The Prime Minister also announced the publication of a government paper on the readiness for a no-deal.

Prime Minister, Theresa May made three further commitments to the House.

"First, we will hold a second meaningful vote by Tuesday the 12th March at the latest.

Second, if the government has not won a meaningful vote by Tuesday the 12th of March, then it will in addition to its obligations, to table a neutral amendable motion under section 13 of the EU Withdrawal Act, table a motion to be voted on by Wednesday the 13th of March at the latest, asking this House if it supports leaving the EU without a withdrawal agreement and a framework for a future relationship on the 29th of March", the PM said. 
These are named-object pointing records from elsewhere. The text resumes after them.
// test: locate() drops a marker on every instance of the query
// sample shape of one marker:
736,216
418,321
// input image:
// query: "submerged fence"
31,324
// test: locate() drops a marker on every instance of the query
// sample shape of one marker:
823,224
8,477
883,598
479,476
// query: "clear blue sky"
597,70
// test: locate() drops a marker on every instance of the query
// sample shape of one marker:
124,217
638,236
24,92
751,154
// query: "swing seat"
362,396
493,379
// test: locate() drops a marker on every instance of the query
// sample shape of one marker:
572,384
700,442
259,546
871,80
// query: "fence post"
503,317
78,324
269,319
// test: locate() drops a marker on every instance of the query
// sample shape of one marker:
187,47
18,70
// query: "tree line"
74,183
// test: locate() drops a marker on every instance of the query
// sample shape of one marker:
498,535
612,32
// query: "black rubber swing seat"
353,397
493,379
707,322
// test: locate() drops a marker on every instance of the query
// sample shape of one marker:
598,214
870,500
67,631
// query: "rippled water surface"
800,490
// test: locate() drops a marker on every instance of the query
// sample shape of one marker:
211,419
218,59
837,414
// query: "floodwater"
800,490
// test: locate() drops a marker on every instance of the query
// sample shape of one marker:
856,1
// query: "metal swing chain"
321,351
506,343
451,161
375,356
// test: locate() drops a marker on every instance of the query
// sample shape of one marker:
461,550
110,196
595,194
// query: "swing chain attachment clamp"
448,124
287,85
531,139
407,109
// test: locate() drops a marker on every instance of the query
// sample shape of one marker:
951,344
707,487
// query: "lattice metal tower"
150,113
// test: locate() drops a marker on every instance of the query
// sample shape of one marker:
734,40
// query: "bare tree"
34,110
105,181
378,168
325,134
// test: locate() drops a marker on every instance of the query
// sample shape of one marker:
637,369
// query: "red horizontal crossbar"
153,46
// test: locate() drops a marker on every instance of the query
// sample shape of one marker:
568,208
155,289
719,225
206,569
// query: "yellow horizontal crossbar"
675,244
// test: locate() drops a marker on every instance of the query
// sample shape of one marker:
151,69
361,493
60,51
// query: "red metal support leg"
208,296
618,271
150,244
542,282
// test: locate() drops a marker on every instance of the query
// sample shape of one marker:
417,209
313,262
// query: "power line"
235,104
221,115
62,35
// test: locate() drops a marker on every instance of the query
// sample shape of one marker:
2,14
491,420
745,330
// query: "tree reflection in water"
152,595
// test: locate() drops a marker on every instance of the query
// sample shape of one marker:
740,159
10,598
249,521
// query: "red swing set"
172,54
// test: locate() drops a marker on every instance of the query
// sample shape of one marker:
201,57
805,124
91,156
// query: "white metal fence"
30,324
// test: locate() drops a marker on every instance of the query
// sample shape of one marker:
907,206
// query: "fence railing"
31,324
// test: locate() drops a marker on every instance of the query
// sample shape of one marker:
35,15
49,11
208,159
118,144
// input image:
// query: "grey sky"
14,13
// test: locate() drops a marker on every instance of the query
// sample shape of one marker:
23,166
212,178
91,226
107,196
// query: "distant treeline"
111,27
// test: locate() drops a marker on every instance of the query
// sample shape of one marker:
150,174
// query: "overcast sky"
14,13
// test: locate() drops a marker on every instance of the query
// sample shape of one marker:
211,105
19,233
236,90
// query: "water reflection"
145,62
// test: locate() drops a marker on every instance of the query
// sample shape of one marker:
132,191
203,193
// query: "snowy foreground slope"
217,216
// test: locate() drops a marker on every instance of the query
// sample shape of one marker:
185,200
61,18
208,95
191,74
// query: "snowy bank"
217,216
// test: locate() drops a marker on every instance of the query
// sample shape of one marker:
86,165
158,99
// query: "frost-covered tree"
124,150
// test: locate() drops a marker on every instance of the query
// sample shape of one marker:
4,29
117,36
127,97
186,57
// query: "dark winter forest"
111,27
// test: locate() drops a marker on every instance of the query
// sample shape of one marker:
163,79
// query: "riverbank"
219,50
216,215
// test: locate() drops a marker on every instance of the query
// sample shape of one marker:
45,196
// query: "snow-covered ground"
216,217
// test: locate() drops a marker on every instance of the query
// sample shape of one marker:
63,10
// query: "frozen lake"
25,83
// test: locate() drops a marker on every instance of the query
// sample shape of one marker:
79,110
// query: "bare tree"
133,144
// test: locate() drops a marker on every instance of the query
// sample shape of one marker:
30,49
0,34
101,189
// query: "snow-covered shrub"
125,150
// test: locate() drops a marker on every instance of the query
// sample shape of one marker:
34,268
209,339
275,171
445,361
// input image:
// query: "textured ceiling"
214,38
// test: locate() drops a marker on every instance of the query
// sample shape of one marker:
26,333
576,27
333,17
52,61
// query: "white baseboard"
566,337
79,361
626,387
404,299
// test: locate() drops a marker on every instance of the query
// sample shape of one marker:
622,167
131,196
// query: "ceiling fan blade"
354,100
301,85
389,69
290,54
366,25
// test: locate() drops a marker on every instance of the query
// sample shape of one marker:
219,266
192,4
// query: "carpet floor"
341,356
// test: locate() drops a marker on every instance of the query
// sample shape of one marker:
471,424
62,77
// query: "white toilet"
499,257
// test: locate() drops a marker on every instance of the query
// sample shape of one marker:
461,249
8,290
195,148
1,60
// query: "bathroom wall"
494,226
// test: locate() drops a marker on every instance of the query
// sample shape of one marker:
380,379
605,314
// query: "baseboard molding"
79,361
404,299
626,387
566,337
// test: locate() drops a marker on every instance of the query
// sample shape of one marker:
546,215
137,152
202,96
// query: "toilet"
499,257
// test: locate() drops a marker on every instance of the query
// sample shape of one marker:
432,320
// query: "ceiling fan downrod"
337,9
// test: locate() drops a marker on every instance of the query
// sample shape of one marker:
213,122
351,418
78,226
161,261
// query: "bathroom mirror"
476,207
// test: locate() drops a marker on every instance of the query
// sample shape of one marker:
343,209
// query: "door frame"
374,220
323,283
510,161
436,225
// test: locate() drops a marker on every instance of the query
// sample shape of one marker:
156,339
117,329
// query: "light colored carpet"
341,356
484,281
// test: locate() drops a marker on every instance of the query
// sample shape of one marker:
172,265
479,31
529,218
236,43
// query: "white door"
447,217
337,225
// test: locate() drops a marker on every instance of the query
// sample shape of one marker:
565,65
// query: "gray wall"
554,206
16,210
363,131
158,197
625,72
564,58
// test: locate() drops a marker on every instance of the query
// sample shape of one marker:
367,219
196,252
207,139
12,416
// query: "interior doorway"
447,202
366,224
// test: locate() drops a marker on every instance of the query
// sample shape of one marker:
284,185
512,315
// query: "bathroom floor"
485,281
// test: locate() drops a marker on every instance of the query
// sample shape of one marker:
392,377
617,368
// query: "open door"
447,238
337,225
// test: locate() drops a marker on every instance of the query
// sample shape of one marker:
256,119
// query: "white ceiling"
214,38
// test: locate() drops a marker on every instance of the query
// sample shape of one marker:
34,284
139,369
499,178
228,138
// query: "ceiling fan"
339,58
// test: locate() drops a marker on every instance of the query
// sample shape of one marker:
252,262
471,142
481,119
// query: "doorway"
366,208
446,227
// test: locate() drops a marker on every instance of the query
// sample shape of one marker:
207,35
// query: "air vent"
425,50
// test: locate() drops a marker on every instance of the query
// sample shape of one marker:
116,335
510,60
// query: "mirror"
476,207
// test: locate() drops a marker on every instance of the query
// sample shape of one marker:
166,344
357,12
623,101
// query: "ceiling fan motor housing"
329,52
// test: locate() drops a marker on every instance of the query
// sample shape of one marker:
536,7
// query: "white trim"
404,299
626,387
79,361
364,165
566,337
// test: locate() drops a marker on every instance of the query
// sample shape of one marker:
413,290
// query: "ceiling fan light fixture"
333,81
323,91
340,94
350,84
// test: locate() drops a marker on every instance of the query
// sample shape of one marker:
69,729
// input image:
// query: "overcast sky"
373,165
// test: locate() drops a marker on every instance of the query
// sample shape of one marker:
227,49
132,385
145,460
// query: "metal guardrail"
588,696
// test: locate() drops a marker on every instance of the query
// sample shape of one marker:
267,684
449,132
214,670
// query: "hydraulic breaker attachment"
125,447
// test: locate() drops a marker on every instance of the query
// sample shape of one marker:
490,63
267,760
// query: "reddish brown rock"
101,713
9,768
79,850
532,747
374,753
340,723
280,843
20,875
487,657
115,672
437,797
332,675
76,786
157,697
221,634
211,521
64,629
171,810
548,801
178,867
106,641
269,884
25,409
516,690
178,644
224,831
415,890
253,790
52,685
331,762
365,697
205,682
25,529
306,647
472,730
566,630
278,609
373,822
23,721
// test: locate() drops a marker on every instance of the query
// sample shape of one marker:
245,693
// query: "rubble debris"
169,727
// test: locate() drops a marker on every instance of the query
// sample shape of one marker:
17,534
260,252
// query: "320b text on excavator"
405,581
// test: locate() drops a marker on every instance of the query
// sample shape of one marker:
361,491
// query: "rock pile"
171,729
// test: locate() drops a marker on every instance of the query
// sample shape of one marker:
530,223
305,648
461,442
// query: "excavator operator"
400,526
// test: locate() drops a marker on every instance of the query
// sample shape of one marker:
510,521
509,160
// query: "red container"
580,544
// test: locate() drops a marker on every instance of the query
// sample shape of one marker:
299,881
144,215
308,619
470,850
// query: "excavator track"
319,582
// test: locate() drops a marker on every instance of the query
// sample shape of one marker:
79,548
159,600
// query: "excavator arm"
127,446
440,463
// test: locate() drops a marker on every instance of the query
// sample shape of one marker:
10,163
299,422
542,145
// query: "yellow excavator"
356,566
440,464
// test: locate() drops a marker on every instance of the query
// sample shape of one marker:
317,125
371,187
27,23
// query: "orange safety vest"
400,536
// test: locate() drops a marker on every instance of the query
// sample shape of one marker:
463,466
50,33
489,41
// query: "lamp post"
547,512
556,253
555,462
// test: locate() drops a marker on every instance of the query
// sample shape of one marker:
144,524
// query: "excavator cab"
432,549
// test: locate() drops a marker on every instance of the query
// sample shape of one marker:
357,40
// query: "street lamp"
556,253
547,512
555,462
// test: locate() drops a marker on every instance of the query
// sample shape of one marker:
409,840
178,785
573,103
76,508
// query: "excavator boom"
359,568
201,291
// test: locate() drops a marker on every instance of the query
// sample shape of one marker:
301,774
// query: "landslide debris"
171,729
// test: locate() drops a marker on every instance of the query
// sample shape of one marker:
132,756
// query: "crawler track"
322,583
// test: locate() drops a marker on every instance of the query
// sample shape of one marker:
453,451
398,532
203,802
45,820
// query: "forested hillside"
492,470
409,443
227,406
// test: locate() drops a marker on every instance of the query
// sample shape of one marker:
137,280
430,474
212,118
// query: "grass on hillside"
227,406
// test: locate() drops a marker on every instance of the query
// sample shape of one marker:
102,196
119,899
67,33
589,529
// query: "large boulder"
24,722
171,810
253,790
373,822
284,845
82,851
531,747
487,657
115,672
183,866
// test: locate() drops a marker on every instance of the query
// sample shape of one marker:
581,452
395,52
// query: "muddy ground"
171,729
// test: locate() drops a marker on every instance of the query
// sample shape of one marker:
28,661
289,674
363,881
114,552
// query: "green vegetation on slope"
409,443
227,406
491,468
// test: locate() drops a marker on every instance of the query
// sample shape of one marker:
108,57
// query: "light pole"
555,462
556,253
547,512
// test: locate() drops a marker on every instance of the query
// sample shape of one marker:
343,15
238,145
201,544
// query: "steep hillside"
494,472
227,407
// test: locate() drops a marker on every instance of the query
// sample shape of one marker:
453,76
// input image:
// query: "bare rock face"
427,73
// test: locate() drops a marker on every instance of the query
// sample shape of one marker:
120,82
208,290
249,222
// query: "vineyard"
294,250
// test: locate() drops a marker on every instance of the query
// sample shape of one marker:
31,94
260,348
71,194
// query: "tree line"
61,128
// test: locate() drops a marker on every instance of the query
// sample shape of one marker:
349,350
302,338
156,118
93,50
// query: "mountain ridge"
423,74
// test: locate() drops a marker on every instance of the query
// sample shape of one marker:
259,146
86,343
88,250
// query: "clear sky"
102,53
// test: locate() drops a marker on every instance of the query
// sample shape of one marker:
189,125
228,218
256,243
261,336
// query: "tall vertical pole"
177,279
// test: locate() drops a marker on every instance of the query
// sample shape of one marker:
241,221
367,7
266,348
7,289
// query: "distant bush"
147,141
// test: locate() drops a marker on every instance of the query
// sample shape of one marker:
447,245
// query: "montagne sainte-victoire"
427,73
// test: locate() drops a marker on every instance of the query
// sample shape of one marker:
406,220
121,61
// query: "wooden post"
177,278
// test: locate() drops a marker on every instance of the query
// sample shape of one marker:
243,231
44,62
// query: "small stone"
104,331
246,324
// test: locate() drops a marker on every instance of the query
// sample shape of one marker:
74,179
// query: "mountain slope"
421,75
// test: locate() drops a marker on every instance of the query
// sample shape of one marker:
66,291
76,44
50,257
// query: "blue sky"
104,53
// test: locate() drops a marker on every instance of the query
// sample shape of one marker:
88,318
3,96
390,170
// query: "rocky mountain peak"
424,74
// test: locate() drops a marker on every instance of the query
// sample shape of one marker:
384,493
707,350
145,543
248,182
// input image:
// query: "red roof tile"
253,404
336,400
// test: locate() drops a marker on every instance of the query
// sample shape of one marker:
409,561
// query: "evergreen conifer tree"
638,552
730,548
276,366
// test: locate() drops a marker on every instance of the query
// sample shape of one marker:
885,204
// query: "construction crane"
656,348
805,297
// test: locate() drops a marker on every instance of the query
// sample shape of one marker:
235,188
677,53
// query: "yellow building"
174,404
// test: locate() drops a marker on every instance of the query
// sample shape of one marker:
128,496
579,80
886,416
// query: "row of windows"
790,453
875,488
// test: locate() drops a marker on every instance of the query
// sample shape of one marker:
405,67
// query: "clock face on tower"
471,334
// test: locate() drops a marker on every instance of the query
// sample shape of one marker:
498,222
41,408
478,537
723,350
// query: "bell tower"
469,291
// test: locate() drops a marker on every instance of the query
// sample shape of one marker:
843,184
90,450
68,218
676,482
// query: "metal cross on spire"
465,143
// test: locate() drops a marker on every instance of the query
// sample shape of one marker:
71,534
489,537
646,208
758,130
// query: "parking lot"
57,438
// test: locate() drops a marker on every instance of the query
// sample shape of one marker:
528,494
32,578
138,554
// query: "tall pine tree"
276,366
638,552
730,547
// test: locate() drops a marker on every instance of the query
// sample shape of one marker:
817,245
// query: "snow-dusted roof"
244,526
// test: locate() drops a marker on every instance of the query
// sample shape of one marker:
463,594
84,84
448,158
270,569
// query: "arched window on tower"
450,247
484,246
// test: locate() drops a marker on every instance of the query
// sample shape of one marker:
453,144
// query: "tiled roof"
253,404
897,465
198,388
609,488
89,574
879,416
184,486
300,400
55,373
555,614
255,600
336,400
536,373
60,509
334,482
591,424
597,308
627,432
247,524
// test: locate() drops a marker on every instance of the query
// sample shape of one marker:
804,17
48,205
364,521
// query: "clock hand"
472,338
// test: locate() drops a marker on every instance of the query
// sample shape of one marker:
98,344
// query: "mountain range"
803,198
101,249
According to Theresa May, the United Kingdom will only leave without a deal on the 29th of March if there is explicit consent in the House for that outcome.

Third, she added, if the House having rejected leaving with the deal negotiated with the EU, then rejects leaving on the 29th of March without a withdrawal agreement and future framework, the government will on the 14th of March bring forward a motion on whether Parliament wants to seek a short, limited extension to Article 50.

"And if the House votes for an extension, seek to agree that extension approved by the House with the EU and bring forward the necessary legislation to change the exit date commensurate with that extension."

In response to her statement, the leader of the opposition, Jeremy Corbyn, said the opposition believes in getting the terms of "our exit right, that's why we believe in our alternative plan".

"The Prime Minister's botched deal provides no certainty or guarantees for the future and was comprehensively rejected by this House.

"We cannot risk our country's industry and people's livelihoods and so if it somehow does pass in some form at a later stage, we believe there must be a confirmatory public vote to see if people feel that's what they voted for," Mr Corbyn said, adding that a non-deal outcome would be disastrous.